Getting svd from the disk...(both predicted_ratings and algorithm...)
Done...

Getting rmse and mape fom disk...
Done


{'bsl_algo': {'mape': 30.90283402482485, 'rmse': 1.0052001851833883},
 'knn_bsl_m': {'mape': 30.14567877982246, 'rmse': 0.9984568872852136},
 'svd': {'mape': 29.491243711503127, 'rmse': 0.9868320443529861}}

In [24]:
####################################################################################################
####################################################################################################
# print('We have to train the model from test dataset. It may take a while..(90 min)')

# svd = SVD(n_factors=100, n_epochs=20, random_state=15, verbose=True)


# svd_train_results, svd_test_results = run_surprise(svd, trainset, testset,
#                                                    evaluate_train=False, verbose=True)

# # store them in models dictionary..
# models_evaluation_train['svd'] = svd_train_results
# models_evaluation_test['svd'] = svd_test_results

# store the trained svd model in disk...(along with the predicted ratings...)
# print('storing the trained svd along with the predictions..')
# dump.dump('sample/large/svd', predictions=models_evaluation_test['svd']['predictions'],
#           algo=svd, verbose=1)

# # saving test results in dictionary in python
# models_evaluation_test['svd'] = {'rmse':svd_test_results['rmse'],
#                                  'mape':svd_test_results['mape']}

# with open('sample/large/metrics_svd', mode='wb') as f:
#     pickle.dump(models_evaluation_test['svd'], f)
####################################################################################################
####################################################################################################

storing the trained svd along with the predictions..
The dump has been saved as file sample/large/svd


- - - - - - - - - - - - - - - - - - - - - - - - - - - - - - .

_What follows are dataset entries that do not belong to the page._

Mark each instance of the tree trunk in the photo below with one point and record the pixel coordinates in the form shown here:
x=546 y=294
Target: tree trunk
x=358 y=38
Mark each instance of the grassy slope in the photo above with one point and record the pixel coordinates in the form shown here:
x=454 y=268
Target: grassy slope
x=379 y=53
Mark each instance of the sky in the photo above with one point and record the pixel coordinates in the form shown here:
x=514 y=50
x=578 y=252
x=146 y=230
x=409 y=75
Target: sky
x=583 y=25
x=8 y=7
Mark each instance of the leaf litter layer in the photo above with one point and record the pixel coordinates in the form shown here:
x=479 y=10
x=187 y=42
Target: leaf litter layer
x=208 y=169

 ### 3.2 SVD -  with Implicit feedback of Items(movies)

In [27]:
# from surprise import SVDpp

- __ Predicted Rating : __ 
    - $ \large \hat{r}_{ui} = \mu + b_u + b_i + q_i^T\left(p_u +
    |I_u|^{-\frac{1}{2}} \sum_{j \in I_u}y_j\right) $ 
 


 - $ \pmb{I_u}$ --- the set of all items rated by user u

- $\pmb{y_j}$ --- Our new set of item factors that capture implicit ratings.  

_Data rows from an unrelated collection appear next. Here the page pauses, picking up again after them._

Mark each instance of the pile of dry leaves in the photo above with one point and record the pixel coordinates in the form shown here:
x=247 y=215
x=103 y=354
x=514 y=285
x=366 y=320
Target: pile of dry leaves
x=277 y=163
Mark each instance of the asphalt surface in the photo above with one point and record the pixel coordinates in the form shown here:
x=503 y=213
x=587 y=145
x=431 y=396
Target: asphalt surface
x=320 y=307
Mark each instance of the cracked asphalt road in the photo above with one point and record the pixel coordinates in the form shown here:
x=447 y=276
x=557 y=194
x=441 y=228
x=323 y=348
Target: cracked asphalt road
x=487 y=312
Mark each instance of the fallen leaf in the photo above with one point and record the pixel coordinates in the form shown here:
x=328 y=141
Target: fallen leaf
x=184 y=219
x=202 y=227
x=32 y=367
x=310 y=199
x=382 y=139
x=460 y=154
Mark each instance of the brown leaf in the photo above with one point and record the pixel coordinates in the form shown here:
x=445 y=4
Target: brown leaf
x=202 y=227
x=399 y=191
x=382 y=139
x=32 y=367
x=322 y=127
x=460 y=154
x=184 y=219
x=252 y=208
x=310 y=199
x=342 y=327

- __Optimization problem with user item interactions and regularization (to avoid overfitting)__ 


   
- $ \Large \sum_{r_{ui} \in R_{train}} \left(r_{ui} - \hat{r}_{ui} \right)^2 +
\lambda\left(b_i^2 + b_u^2 + ||q_i||^2 + ||p_u||^2 + y_j^2\right) $ 

In [None]:
# svdpp = SVDpp(n_factors=20, random_state=15, verbose=True)
# svdpp_train_results, svdpp_test_results = run_surprise(svdpp, trainset, testset)

# models_evaluation_train['svdpp'] = svdpp_train_results
# models_evaluation_test['svdpp'] = svdpp_test_results

# models_evaluation_test['svdpp']

- - - - - - - - - - - - - - - - - - - - - - - - - - - - - - .

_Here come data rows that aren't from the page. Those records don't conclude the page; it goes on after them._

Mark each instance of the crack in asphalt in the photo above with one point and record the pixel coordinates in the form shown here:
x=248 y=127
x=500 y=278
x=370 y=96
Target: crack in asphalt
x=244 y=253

## Test data metrics of models that we have trained so far 

In [11]:
pd.DataFrame(models_evaluation_test)

Unnamed: 0,bsl_algo,knn_bsl_m,svd
mape,30.902834,30.145679,29.491244
rmse,1.0052,0.998457,0.986832


- - - - - - - - - - - - - - - - - - - - - - - - - - - - .
 
- - - - - - - - - - - - - - - - - - - - - - - - - - - - .
 

### Final thoughts on the problem :

- > We didn't do KNN with User_User similarity and SVD++, because of memory or/and time constraints.


- > But we already proved that ( with small and medium samples ), if we blend all the models (including svd++ and Knn_UU_sim), with XGBoost, we can __furthur reduce the rmse__. 

- > If we do that, I am very much confident that we can get __rmse of our final model__ less than __0.9514 (rmse of Cinematch)__.